The audience participated in a brief Q&A session following the panelists’ presentations. Below is a sampling of topics that were discussed:
- Impact of the Olympic bid
- Gilliam stated the CHA has not thought about how to “capitalize” on the Olympic bid, but indicated CHA may leverage money from the city to rehabilitate sites along the Olympic route. She discouraged people from getting “waylaid” by the Olympics as the “new next best thing” because it’s “more fun” to think about than CHA’s greater concern of “housing poor people.”
- Redden noted the Olympic bid is a “short-term blip” on the RTA radar and there are more immediate concerns for transit in the region. However, RTA has been involved in conversations with CTA, Metra and Pace about Chicago’s bid. The likelihood is that transit adjustments for the Olympics would be temporary, bus-oriented, and based on the reality that many spectators will be making commuter-style trips from outside of the city.
- Community opposition to new transit stations
- Taylor said opposition to transit stations is more likely in newer communities because of a “fear of the unknown.” In his experience, many communities that initially opposed new transit stations later wanted them but lacked the infrastructure, making the projects more costly and complicated.
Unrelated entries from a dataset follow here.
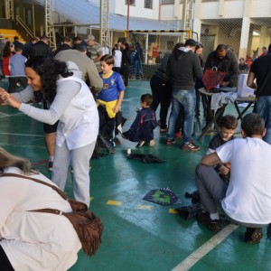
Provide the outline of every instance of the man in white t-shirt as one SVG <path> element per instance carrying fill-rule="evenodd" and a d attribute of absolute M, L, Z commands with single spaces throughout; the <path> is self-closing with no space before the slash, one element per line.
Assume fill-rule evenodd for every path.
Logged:
<path fill-rule="evenodd" d="M 245 241 L 259 243 L 262 227 L 271 223 L 271 145 L 262 140 L 266 134 L 263 118 L 246 115 L 241 123 L 243 138 L 231 140 L 204 156 L 196 168 L 196 184 L 202 213 L 198 221 L 211 230 L 220 229 L 217 207 L 236 224 L 247 227 Z M 229 186 L 211 167 L 231 163 Z M 271 226 L 267 235 L 270 236 Z"/>

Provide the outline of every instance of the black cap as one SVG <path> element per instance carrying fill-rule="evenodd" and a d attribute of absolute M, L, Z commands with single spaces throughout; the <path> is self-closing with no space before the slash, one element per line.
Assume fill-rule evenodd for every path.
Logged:
<path fill-rule="evenodd" d="M 191 47 L 193 47 L 193 46 L 196 46 L 196 45 L 197 45 L 197 42 L 193 39 L 188 39 L 185 42 L 185 44 L 184 44 L 184 46 L 191 46 Z"/>

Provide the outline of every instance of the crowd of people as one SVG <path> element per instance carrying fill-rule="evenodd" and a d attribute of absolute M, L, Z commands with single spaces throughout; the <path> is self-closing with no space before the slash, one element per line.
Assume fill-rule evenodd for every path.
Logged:
<path fill-rule="evenodd" d="M 61 46 L 52 51 L 46 36 L 33 38 L 24 45 L 16 37 L 13 43 L 5 42 L 1 64 L 5 76 L 9 78 L 9 87 L 7 89 L 0 89 L 0 103 L 17 108 L 43 123 L 49 168 L 52 171 L 51 182 L 64 191 L 71 166 L 74 198 L 88 206 L 90 194 L 89 160 L 98 136 L 105 140 L 110 154 L 116 152 L 116 117 L 121 111 L 133 58 L 136 78 L 142 78 L 143 74 L 143 51 L 139 43 L 135 44 L 132 57 L 130 46 L 125 41 L 119 41 L 112 51 L 107 44 L 103 45 L 98 43 L 92 34 L 84 41 L 79 37 L 73 40 L 64 37 Z M 234 87 L 238 73 L 248 69 L 244 59 L 240 59 L 238 63 L 235 53 L 225 44 L 218 45 L 215 51 L 210 52 L 205 63 L 201 58 L 202 50 L 201 43 L 188 39 L 185 43 L 175 44 L 173 51 L 166 52 L 164 57 L 159 54 L 157 70 L 150 80 L 152 94 L 141 96 L 142 108 L 128 131 L 121 133 L 125 139 L 136 142 L 136 147 L 154 146 L 154 130 L 158 125 L 155 111 L 160 105 L 160 133 L 166 133 L 165 145 L 173 145 L 176 138 L 183 136 L 181 150 L 200 150 L 192 140 L 192 126 L 194 117 L 201 114 L 199 89 L 204 87 L 204 70 L 216 67 L 217 70 L 226 74 L 221 87 Z M 268 48 L 270 51 L 271 45 Z M 263 236 L 262 227 L 271 222 L 271 186 L 267 182 L 271 177 L 267 164 L 268 157 L 271 157 L 270 57 L 266 53 L 251 64 L 248 86 L 257 89 L 257 101 L 255 113 L 248 114 L 242 120 L 243 138 L 233 136 L 237 118 L 221 116 L 219 134 L 212 138 L 206 156 L 196 167 L 196 186 L 201 208 L 198 214 L 199 222 L 213 231 L 220 230 L 221 221 L 217 210 L 220 205 L 232 222 L 247 227 L 245 241 L 248 243 L 258 243 Z M 23 90 L 17 91 L 18 84 Z M 29 103 L 33 100 L 41 101 L 42 108 Z M 202 108 L 204 112 L 206 105 L 202 104 Z M 204 116 L 208 123 L 208 112 L 204 112 Z M 31 169 L 27 160 L 13 156 L 3 149 L 0 149 L 0 156 L 3 156 L 0 159 L 2 173 L 11 172 L 35 175 L 44 180 L 44 176 Z M 12 182 L 17 185 L 15 177 Z M 5 194 L 5 185 L 10 185 L 8 183 L 5 179 L 1 182 L 3 199 L 8 197 Z M 37 190 L 35 185 L 27 185 L 31 186 L 29 191 L 33 190 L 34 194 Z M 19 193 L 20 186 L 16 189 Z M 44 202 L 52 197 L 47 190 L 44 188 Z M 42 219 L 42 215 L 28 214 L 26 211 L 25 199 L 30 196 L 20 194 L 17 202 L 13 202 L 5 216 L 0 216 L 0 226 L 6 223 L 5 227 L 14 227 L 13 220 L 7 220 L 9 217 L 20 220 L 20 217 L 14 216 L 16 206 L 20 206 L 26 220 L 28 217 L 29 221 L 35 220 L 35 216 L 41 220 L 40 216 Z M 59 204 L 58 209 L 68 210 L 67 204 L 61 199 L 54 201 L 55 204 Z M 41 208 L 48 208 L 44 202 L 40 201 Z M 59 219 L 55 220 L 58 223 Z M 67 232 L 72 231 L 68 226 Z M 8 233 L 2 231 L 3 227 L 0 228 L 4 238 L 0 242 L 0 266 L 5 266 L 5 270 L 20 269 L 23 263 L 32 265 L 33 261 L 39 269 L 38 256 L 43 250 L 48 253 L 46 261 L 49 266 L 46 270 L 62 270 L 76 261 L 76 254 L 80 248 L 72 232 L 69 236 L 75 244 L 73 251 L 68 248 L 63 255 L 57 254 L 55 257 L 53 249 L 37 245 L 36 249 L 41 252 L 32 248 L 33 253 L 23 257 L 20 254 L 28 249 L 27 241 L 18 233 L 18 238 L 22 238 L 25 248 L 20 242 L 12 244 Z M 63 236 L 65 232 L 62 232 Z M 32 242 L 38 243 L 40 238 L 38 235 L 33 236 Z M 61 237 L 58 238 L 61 240 Z M 48 244 L 51 246 L 50 240 Z"/>

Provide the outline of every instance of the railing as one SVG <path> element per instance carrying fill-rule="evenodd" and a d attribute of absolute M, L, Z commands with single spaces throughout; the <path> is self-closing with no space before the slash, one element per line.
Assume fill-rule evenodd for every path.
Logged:
<path fill-rule="evenodd" d="M 26 23 L 23 22 L 23 20 L 19 16 L 16 15 L 16 22 L 20 23 L 20 25 L 26 31 L 27 34 L 31 37 L 34 36 L 34 33 L 32 32 L 32 30 L 26 25 Z"/>

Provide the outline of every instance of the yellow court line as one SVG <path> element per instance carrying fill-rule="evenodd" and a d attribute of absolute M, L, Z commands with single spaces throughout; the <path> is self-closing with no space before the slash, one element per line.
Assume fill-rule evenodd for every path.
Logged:
<path fill-rule="evenodd" d="M 120 206 L 122 204 L 122 202 L 109 200 L 109 201 L 107 201 L 107 204 L 108 204 L 108 205 L 115 205 L 115 206 Z"/>
<path fill-rule="evenodd" d="M 176 210 L 175 209 L 169 209 L 168 212 L 169 213 L 178 213 L 178 210 Z"/>

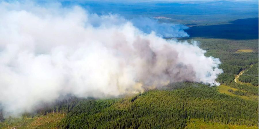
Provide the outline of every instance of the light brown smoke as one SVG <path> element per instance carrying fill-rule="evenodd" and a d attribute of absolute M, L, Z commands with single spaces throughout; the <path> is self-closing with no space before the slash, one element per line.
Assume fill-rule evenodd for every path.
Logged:
<path fill-rule="evenodd" d="M 166 40 L 78 7 L 51 7 L 0 4 L 0 102 L 7 111 L 30 111 L 67 94 L 116 97 L 169 82 L 218 84 L 220 62 L 195 41 Z M 98 27 L 89 22 L 103 17 L 111 19 Z"/>

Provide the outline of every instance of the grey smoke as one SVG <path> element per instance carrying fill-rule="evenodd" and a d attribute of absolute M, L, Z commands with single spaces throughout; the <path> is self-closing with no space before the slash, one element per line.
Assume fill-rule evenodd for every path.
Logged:
<path fill-rule="evenodd" d="M 195 41 L 167 40 L 116 15 L 3 2 L 0 17 L 0 103 L 17 115 L 68 94 L 116 97 L 185 81 L 218 85 L 223 72 Z M 93 25 L 102 18 L 109 20 Z"/>
<path fill-rule="evenodd" d="M 146 33 L 150 34 L 154 32 L 158 36 L 164 38 L 184 37 L 189 36 L 183 30 L 188 28 L 184 26 L 160 23 L 157 19 L 146 17 L 135 18 L 131 19 L 131 21 L 134 26 Z"/>

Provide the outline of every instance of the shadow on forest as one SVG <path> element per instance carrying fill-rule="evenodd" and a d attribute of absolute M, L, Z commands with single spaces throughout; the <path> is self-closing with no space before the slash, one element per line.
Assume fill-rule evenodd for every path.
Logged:
<path fill-rule="evenodd" d="M 185 30 L 190 37 L 231 39 L 258 38 L 258 18 L 238 19 L 229 24 L 193 26 Z"/>

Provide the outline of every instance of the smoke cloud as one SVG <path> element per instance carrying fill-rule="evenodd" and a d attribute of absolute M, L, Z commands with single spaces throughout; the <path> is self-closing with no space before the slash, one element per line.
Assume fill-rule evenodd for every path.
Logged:
<path fill-rule="evenodd" d="M 195 41 L 166 40 L 116 15 L 3 2 L 0 17 L 0 103 L 16 114 L 68 94 L 116 97 L 169 82 L 218 85 L 223 72 L 219 59 L 205 56 Z"/>
<path fill-rule="evenodd" d="M 143 32 L 150 34 L 152 32 L 157 35 L 164 38 L 189 37 L 183 29 L 188 28 L 186 26 L 165 23 L 159 23 L 158 20 L 146 17 L 139 17 L 131 20 L 133 25 Z"/>

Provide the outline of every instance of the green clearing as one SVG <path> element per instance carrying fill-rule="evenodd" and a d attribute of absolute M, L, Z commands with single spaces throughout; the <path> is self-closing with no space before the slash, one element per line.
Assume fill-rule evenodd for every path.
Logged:
<path fill-rule="evenodd" d="M 237 52 L 252 52 L 254 51 L 252 49 L 240 49 L 237 50 Z"/>
<path fill-rule="evenodd" d="M 0 123 L 0 129 L 56 128 L 64 117 L 62 114 L 49 114 L 32 118 L 9 118 Z"/>
<path fill-rule="evenodd" d="M 222 125 L 217 122 L 203 121 L 201 119 L 191 119 L 188 121 L 186 129 L 258 129 L 257 126 L 237 126 L 229 125 Z"/>
<path fill-rule="evenodd" d="M 238 90 L 236 88 L 234 88 L 224 85 L 220 85 L 217 87 L 217 88 L 219 92 L 222 93 L 226 94 L 229 95 L 239 97 L 243 99 L 246 100 L 250 100 L 258 101 L 258 96 L 252 95 L 249 95 L 247 96 L 241 96 L 234 94 L 233 93 L 230 92 L 228 91 L 229 89 L 231 89 L 233 91 L 235 91 Z M 239 90 L 243 92 L 245 92 L 245 91 L 243 90 Z"/>

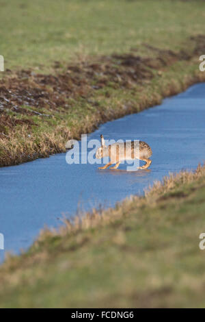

He commended the public participation strategy outlined in Reconnecting Neighborhoods for building community engagement and support.
- Incentives that attract public/private partnerships
- Taylor said “champions” for public/private partnerships can be “anyone with a drive to make it happen.” Predictability regarding municipal codes and ordinances, as well as flexibility, are incentives for attracting strong partners for TOD.
- Johnson-Gabriel said incentives are not always economic, and QCDC partners are motivated by the needs of the community, using QCDC as a tool to “get things done.” She said most of the community development projects so far have had little economic incentive for partners, but were necessary to prepare the Cottage Grove corridor for further investment and development.
- Viable benefits of TOD
- Taylor said TOD increases transit ridership, which reduces car ownership and traffic and saves energy. HDR is currently doing carbon footprint analysis to determine the real impact of TOD on reducing greenhouse gases and improving air quality.
- Factoring in needs of older residents
- Taylor explained the concept of aging-in-place for elderly residents is at the heart of TOD projects. Transit improvements are crucial for elderly residents who live in otherwise viable communities and are connected to neighborhood institutions (ie. churches, community organizations, retail corridors, etc.).
- Johnson-Gabriel said the Quad communities have a sizable population of seniors and QCDC hopes improvements will make it easier for them to access goods and retail services in their own neighborhoods.
- Gilliam commented that CHA was fortunate to build the majority of its senior buildings in areas that were “less desirable” 50 years ago, but are now in the center city along major transit routes.